Actor Matthew McConaughey said he would consider leaving his acting career to make a run for governor of his home state of Texas.
“I don’t know. I mean, that wouldn’t be up to me. It would be up to the people more than it would me,” McConaughey said during a Tuesday appearance on the Hugh Hewitt Show.
“I would say this: Look, politics seems to be a broken business to me right now. And when politics redefines its purpose, I could be a hell of a lot more interested,” McConaughey said.
McConaughey said a priority should be bringing the United States together, adding that the country “doesn’t trust each other.”
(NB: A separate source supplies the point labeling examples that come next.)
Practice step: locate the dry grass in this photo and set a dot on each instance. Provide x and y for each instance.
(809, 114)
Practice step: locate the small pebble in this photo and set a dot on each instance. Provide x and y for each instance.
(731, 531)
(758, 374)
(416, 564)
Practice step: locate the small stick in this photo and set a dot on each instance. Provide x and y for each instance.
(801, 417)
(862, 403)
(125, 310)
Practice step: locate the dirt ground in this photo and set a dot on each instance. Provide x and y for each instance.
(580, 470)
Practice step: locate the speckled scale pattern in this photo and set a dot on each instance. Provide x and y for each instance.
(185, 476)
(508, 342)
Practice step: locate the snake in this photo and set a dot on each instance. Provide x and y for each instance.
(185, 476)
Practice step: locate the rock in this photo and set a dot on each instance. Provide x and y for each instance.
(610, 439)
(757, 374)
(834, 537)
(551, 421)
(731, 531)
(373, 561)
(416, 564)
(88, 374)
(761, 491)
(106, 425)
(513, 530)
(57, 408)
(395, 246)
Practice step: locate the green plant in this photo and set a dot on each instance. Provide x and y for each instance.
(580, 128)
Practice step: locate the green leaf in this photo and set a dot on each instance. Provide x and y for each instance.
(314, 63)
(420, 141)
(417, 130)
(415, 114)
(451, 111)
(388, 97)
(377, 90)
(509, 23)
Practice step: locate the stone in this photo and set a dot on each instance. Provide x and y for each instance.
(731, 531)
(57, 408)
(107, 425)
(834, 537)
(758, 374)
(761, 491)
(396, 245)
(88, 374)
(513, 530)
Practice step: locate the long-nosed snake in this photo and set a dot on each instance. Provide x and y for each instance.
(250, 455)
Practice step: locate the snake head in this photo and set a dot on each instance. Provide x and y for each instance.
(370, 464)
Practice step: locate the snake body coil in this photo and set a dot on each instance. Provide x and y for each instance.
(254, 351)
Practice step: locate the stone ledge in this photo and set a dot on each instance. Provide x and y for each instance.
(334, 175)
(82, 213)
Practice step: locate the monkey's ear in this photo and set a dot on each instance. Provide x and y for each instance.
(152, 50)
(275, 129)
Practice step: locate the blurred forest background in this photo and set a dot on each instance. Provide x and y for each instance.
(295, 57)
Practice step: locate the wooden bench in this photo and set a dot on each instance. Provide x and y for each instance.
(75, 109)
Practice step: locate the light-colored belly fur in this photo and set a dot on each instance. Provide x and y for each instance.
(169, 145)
“That leads to us not trust[ing] in ourselves, which, if that becomes epidemic, then we’ve got anarchy,” he said. “I’m all for the individual, and I think it’s for to make collective change that the individual needs to look in the mirror and say, ‘How can I be a little bit better today?'”
The actor said that as the dust settles from the 2020 election, the county has to “stabilize.”
“Coming out of the election right now, we’ve got to stabilize. This country’s got to stabilize first before we start to say, ‘OK, here’s how we’re marching out of this together, forward,'” McConaughey said.
When Trump was elected, McConaughey said, “a lot of people that I know on the far left were in denial after he had become the president.”
“I remember saying, ‘Well, look, regardless of [Trump’s] politics, in the very first question, what do we say in America is successful? What do we give credit and respect?'” McConaughey said. “The top two things are money and fame. And I said, ‘Guys, just on a very base level, Trump has those, so I don’t know why we should be so surprised that he got elected.'”
While McConaughey has mostly kept quiet about his political beliefs, he has offered hints that he brings a more conservative perspective than many of his Hollywood counterparts. During an October appearance on Joe Rogan’s podcast, McConaughey was critical of what he saw as anti-Christian views from some on the Left.
“One of the things that … some people in our industry, not all of them, but there’s some that go to the Left so far, as our friend Jordan Peterson [says], that go to the illiberal left side so far that it’s so condescending and patronizing to 50% of the world that need the empathy that the liberals have,” McConaughey said at the time.